Hotel Georgia reaches tentative deal with union after non-stop 29-hour bargaining session

Nov 18 2019, 2:12 pm

After negotiations which began nine months ago, and a strike by hotel workers that lasted 58 days, the Rosewood Hotel Georgia announced it has reached a “tentative agreement” with the union representing the workers.

In a statement, Hotel Georgia said an agreement with UniteHere Local 40 was reached after a “29-hour, non-stop bargaining session” on Friday and Saturday, in which both sides agreed “to produce a new agreement that will get our people back to work.”

In September, nearly 200 Rosewood Hotel Georgia employees walked off the job, demanding safer working conditions, after negotiations with the hotel broke down.

UNITE HERE Local 40, the union that represents BC’s hospitality workers, said in a statement that Hotel Georgia employees had been without a contract for eight months.

“The workers are demanding respect and working conditions which match the five-star service they provide on a daily basis to the hotel’s clientele,” the union said at the time.

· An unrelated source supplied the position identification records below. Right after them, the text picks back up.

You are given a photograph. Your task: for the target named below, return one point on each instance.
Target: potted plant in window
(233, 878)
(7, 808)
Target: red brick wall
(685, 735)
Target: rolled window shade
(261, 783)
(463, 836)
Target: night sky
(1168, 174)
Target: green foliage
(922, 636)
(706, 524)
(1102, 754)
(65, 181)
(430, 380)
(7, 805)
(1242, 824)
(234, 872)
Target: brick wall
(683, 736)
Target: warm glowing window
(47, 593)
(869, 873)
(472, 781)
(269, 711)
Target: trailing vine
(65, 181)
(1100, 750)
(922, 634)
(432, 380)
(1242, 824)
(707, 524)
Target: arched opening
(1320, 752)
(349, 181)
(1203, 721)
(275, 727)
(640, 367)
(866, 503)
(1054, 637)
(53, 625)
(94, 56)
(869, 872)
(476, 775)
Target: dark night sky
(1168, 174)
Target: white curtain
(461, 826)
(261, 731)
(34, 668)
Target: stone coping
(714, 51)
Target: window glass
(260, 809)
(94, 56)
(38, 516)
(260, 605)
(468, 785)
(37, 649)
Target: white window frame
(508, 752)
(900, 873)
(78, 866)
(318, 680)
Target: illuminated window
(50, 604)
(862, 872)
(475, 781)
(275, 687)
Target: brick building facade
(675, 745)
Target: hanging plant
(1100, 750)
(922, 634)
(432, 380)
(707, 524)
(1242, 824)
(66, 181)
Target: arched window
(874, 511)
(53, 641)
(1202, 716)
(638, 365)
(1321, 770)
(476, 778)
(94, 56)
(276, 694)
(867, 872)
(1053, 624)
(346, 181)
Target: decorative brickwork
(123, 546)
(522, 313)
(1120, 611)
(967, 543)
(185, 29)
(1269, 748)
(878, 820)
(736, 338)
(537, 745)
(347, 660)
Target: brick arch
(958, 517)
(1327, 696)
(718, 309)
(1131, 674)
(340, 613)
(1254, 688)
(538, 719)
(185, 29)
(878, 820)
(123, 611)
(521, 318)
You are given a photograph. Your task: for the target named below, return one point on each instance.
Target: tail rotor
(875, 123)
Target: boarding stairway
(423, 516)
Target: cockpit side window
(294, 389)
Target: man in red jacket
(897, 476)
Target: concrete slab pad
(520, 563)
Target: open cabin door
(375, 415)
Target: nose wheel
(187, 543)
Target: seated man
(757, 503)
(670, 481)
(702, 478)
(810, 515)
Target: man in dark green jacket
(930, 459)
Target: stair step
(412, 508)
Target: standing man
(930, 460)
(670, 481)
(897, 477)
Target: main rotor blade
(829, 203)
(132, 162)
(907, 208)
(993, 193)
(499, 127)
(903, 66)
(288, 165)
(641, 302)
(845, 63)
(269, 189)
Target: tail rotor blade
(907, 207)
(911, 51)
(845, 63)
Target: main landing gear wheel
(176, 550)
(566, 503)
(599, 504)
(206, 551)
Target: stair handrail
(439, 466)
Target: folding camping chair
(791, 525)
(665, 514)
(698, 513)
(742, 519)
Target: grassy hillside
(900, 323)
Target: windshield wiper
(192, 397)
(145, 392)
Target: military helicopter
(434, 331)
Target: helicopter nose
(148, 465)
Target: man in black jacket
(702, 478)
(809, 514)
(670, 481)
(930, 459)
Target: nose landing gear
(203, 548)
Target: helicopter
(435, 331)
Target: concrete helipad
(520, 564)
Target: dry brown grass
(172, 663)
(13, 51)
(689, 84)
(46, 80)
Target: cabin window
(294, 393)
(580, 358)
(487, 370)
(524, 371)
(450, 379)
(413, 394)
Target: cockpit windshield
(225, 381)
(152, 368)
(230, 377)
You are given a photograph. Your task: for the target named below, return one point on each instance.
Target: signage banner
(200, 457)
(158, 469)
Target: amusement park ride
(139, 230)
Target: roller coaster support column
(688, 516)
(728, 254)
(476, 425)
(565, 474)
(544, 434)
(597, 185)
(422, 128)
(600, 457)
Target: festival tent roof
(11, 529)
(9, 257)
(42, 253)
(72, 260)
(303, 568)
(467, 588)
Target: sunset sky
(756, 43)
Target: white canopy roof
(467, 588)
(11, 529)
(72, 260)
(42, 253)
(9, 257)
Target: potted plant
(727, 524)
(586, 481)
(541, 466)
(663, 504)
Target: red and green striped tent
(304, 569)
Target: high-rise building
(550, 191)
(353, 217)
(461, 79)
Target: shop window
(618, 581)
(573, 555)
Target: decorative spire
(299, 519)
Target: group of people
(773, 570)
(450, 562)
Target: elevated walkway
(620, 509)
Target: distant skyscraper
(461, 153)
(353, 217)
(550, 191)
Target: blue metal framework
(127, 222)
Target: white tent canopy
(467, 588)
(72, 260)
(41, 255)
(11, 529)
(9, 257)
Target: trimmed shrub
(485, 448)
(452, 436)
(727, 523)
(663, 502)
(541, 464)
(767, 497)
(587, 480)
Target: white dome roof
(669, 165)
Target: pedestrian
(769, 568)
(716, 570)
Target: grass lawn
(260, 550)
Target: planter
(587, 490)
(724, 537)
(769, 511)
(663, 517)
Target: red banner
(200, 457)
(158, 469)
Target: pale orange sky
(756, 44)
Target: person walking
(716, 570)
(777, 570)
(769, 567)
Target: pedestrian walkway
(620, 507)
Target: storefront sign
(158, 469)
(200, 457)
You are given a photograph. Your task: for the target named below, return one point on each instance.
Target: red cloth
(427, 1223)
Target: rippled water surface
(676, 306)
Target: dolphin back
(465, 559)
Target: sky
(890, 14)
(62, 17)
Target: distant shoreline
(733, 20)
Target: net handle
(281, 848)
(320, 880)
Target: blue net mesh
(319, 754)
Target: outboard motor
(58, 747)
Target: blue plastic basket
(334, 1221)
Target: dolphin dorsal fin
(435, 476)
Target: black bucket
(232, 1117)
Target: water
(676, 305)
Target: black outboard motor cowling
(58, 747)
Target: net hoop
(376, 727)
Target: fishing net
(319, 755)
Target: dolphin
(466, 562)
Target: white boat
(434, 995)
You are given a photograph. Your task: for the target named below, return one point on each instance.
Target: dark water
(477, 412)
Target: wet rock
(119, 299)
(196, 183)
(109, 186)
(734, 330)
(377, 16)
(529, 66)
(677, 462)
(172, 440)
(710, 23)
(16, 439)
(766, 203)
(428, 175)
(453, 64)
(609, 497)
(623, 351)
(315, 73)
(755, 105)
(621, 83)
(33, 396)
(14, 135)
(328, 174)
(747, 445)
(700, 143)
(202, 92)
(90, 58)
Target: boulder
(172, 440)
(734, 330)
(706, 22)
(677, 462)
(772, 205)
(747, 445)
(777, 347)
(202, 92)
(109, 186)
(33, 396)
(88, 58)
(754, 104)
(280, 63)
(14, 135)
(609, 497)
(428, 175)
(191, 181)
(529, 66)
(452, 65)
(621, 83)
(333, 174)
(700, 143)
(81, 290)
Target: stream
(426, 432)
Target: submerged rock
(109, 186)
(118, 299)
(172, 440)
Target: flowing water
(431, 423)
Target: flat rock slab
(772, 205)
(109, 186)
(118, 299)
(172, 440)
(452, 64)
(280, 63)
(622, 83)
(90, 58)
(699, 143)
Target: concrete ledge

Around the same time, hotel workers from the Hyatt Regency, Westin Bayshore, and Pinnacle Harbourfront hotels, represented by UNITE HERE Local 40, walked off the job.

According to the union, the strike was an “escalation” in a dispute which the union says began 14 months ago and relates primarily to the failure “to address significant outstanding issues related to workload, safety, and job security.”

The strike action by the workers – which includes room attendants, chefs, front desk agents, and other staff – was the first in almost two decades, the union said.

In announcing the tentative agreement, Hotel Georgia said the deal will “allow us to heal and work together to continue to provide our guests with a distinctive Rosewood experience.”

In particular, the hotel said it has “implemented a workplace safety program that the Union has called ‘ industry-leading’ and includes programs specifically designed to prevent harassment and discrimination and empower our employees around these issues.”

As part of its measures, the hotel said it has now also become the first Union-represented hotel in Vancouver to broadly install panic buttons covering the majority of employees across multiple departments.

With the tentative agreement, May Tanjusay, a room attendant and union bargaining committee member from Rosewood Hotel Georgia, said workers have “finally achieved the contract we deserve.”

Workers will vote to ratify the contract until 5 pm today.